Aim: To investigate the long term effectiveness of a multicomponent prevention campaign.
Methods: The campaign (conducted in collaboration with the local Employers’ Association and Trade Unions) targeted all 237 metal-ware factories in the district of Imola, Italy. Based on preliminary inspections, the main intervention included distribution to all factories of specific educational brochures and broadcasting/publication of television/radio programmes and local newspaper articles containing expert advice on the subject. This was followed by a four year “post-intervention reinforcement” period of unannounced official inspections. Main outcome measures analysed were eye injury rates (versus non-eye injury rates) among metal workers during “pre-intervention” (1988–90), “peri-intervention” (1991–92), “post-intervention reinforcement” (1993–96), “late post-intervention” (1997–2000), and “very late post-intervention” (2001–03) periods with respect to two comparison sectors (construction and wood/ceramics).

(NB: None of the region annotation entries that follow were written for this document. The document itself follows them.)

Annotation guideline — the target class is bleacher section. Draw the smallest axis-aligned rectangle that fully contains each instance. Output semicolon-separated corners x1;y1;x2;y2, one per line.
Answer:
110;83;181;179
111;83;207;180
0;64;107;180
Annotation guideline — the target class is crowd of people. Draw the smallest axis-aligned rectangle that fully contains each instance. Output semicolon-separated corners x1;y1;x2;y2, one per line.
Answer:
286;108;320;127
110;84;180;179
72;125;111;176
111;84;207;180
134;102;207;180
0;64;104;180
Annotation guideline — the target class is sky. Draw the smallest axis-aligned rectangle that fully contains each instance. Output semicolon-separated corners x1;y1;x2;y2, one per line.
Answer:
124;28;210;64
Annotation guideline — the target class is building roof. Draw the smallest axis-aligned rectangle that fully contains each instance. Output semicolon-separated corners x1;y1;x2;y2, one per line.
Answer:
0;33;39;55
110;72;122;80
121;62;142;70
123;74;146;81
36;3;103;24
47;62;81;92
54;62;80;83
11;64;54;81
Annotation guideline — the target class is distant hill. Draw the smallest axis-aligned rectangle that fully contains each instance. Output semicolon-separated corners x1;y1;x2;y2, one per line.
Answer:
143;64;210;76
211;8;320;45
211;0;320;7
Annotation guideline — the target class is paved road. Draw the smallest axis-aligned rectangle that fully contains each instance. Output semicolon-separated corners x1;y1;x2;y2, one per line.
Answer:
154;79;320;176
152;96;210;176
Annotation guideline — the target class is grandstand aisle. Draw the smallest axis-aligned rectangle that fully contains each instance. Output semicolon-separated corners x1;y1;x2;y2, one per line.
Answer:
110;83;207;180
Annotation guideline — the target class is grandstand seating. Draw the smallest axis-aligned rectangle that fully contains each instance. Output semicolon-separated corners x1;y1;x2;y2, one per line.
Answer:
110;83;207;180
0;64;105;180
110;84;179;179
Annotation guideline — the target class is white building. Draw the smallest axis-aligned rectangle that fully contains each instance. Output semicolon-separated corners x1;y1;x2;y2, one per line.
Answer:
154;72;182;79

Results: A Poisson regression in which the eye injury rates were modelled for each sector, period, and interaction, adjusting for non-eye injury rates, was chosen. The periods did not by themselves determine an overall reduction in eye injuries. The period/sector interaction terms were related to significant reductions for the metal sector when crossed with the “post-intervention reinforcement” (IRR = 0.77, 95% CI 0.61 to 0.97; % decline = 23.4), the “late post-intervention” (IRR = 0.63, 95% CI 0.50 to 0.79; % decline = 37.4), and the “very late post-intervention” (IRR = 0.58, 95% CI 0.43 to 0.77; % decline = 42.4) periods, suggesting a sustained reduction in eye injury risk following the main intervention.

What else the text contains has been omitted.